Roebling could pick out tiny dark figures moving up the footbridge from the Brooklyn anchorage and he knew what they were setting out to do, but from where he was he could not hear the sharp clashing of the strands striking against one another or the eerie moaning and whistling of the wires. Down by the bridge the noise was loud enough to be heard for blocks, and the cradle inland from the tower was slamming about so violently that people in houses below were terrified it might snap its lashing and come plunging down on them.
Farrington had detailed a force of men to go out and secure the wires as best as possible. “It was not a pleasant thing for them to contemplate,” according to one account, “and yet there was not a murmur of dissatisfaction.” Carrying the little boatswain’s chairs, they started up the footbridge, moving very slowly, almost bent double against the wind and snow.
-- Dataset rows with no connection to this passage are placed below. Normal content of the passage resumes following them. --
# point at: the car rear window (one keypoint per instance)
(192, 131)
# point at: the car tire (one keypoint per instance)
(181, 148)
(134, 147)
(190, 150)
The bridge was swinging like a pendulum and the slats were sheathed in ice. But by hanging on to the handrail, they were able to keep their feet and eventually reached the tower.
For the next two hours they worked their way up and down the cable strands, lashing them together every fifty feet or so. The wind never let up during that time, and when two or three of them reached the middle of the river span, and caught the full brunt of the wind, it looked as though they might be carried off at any instant, their frail swings tossing about even more than the cable strands.
But they all came back and none of them complained. “Our men deserve credit for the way they do their duty on such occasions as this,” Farrington told a reporter. The bridge itself, he also pointed out, had held up just fine. The footbridge had not lost a single slat.
The storm struck on the last day of January and for the rest of the winter and on into spring the work proceeded without a hitch. The wire spinning was going faster than it had at Cincinnati, as Henry Murphy announced with pleasure, predicting the entire bridge would be finished by 1880.
In February Roebling reported to the trustees on plans for the bridge trains. Everything would be as his father had described it he said. The trains would be hauled by an endless c
able, powered by a gigantic steam engine located on the Brooklyn side. “These two tracks, therefore, will be treated exactly like an inclined plane, an operation perfectly simple and perfectly well understood,” his father had written. “There is no novel feature and no experiment involved in its arrangement.” The elder Roebling had proposed an effective running speed of twenty miles per hour, but said that could be stepped up to thirty in the center of the bridge, or even forty, with absolute safety. Each train could have as many as ten cars, with each car fifty feet long and having seats enough for a hundred people. There were to be suspended sliding doors on opposite sides of the cars, one for coming in, the other for going out. These would be worked by conductors. As one train went over to New York, the other would be coming back, just as the carrier wheels worked.
It was possible too that the rope might revolve constantly, and to start or stop, the cars would simply catch on or let go of the rope. “An ingenious arrangement for attaching cars to a moving rope, devised by Col. W. H. Paine, has been successfully at work for more than a year on the Sutter Street Railways in San Francisco,” Roebling informed the trustees. The great virtue of Paine’s grip was that it took hold of the cable in such a way that the car did not start off with a violent jerk. The San Francisco cable car operated with perfect ease, and certainly, as Roebling said, the grades were considerably steeper than those of the East River bridge.